When CDOs kill CEOs

Up to now two CEOs of fortune 100 companies have fallen from grace because of the collapse in CDO markets and more shoes may have to drop before this crisis is over! So what is going on?!

This is my take of the situation: CDO stands for the Collateral debt obligation. We don’t need to get to the technical definition of it. So much to say that it is a financial derivative instrument. Now, since Black and Scholes published their paper in mid 70s people know how to price the derivatives. Here is finance 101. You price a derivative by calculating present value of its expected future cash flows.

Expected value of the cash flows depend on the odds you assign for the cash flows to come in (like probability that you collect the mortgage payments in this case. The better credit the mortgage payer has higher odds cashflows come in) and present value is what accounts for the time value of the money (one dollar received a year from now worth less than a dollar today).

This is one way to calculate price of a derivative. Lets call that “Mark to the model“. Basically your mathematical model tells you the price based on the assumptions you make in calculating the odds.

There is a second way to come up with price of a derivative security or anything else for that matter and that is the old fashion way based on supply and demand. Basically the price of anything depends how much you can sell it for and that automatically assumes someone is willing to buy it from you. In financial derivatives world That is called “mark to market“.

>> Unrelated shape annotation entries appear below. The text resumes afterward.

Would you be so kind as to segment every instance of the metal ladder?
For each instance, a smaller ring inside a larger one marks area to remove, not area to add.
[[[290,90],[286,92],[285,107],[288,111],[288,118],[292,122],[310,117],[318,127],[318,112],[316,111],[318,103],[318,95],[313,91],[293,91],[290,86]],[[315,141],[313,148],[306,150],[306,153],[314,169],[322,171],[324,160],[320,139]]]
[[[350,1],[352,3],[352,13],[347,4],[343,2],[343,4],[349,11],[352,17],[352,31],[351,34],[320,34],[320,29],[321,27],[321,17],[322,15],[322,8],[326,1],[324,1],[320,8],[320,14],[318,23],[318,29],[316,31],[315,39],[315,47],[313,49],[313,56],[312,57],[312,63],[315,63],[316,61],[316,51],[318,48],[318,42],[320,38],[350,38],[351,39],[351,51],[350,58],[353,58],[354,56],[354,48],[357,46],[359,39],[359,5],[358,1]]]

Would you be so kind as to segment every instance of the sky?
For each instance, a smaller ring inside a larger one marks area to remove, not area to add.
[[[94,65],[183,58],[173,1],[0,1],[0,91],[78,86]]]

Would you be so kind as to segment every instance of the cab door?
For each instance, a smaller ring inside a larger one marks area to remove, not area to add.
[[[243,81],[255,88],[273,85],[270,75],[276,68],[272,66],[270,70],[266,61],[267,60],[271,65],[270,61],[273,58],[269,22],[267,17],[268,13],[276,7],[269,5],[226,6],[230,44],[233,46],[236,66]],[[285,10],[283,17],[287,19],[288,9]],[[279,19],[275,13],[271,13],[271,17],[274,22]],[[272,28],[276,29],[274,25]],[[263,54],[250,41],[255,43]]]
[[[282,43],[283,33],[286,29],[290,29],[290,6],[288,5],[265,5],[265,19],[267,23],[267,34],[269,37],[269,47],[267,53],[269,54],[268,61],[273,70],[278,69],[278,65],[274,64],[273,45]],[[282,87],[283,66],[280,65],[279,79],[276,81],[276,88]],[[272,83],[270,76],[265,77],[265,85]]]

Now I explain how in the world Merrill Lynch wrote down prices of its CDOs another $4 billion in a span of two weeks! How could they miscalculate price of CDOs so gravely?!

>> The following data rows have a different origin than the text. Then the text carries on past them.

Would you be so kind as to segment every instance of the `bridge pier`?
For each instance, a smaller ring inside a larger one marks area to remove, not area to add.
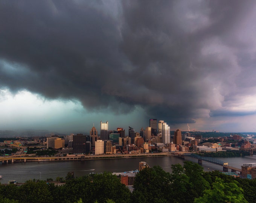
[[[229,168],[225,167],[223,167],[223,171],[224,172],[229,172]]]

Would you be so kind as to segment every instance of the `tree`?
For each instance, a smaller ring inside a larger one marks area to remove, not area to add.
[[[225,183],[220,178],[216,178],[212,184],[212,189],[206,189],[202,197],[195,199],[195,203],[248,203],[243,194],[243,190],[235,180]]]
[[[37,182],[28,180],[19,188],[19,202],[52,202],[49,186],[42,180]]]
[[[136,176],[133,200],[135,202],[169,202],[171,174],[160,167],[145,168]]]
[[[14,199],[10,200],[6,197],[0,196],[0,203],[18,203],[18,201]]]
[[[210,184],[204,177],[205,172],[199,164],[190,161],[184,162],[183,168],[190,183],[189,195],[192,199],[203,195],[203,191],[210,188]]]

The answer lies in the difference between “mark to model” and “mark to market”.   The former is what you math gurus are calculating with their sophisticated models and the latter is what people are actually willing to pay for it! Now while their sophisticated models are saying these CDOs are worth 60 cents for a dollar, nobody else wants them and rest of the market is only willing to pay pennies for a dollar.

That reminds me of my first encounter with Black-Scholes model in my finance class. When professor was done writing all math equations I asked him but what about the supply and demand? Where does that come into picture?!

He mumbled something to the account that, that assumption “is not necessary in this context”! I was not convinced then, heck I am not convinced now!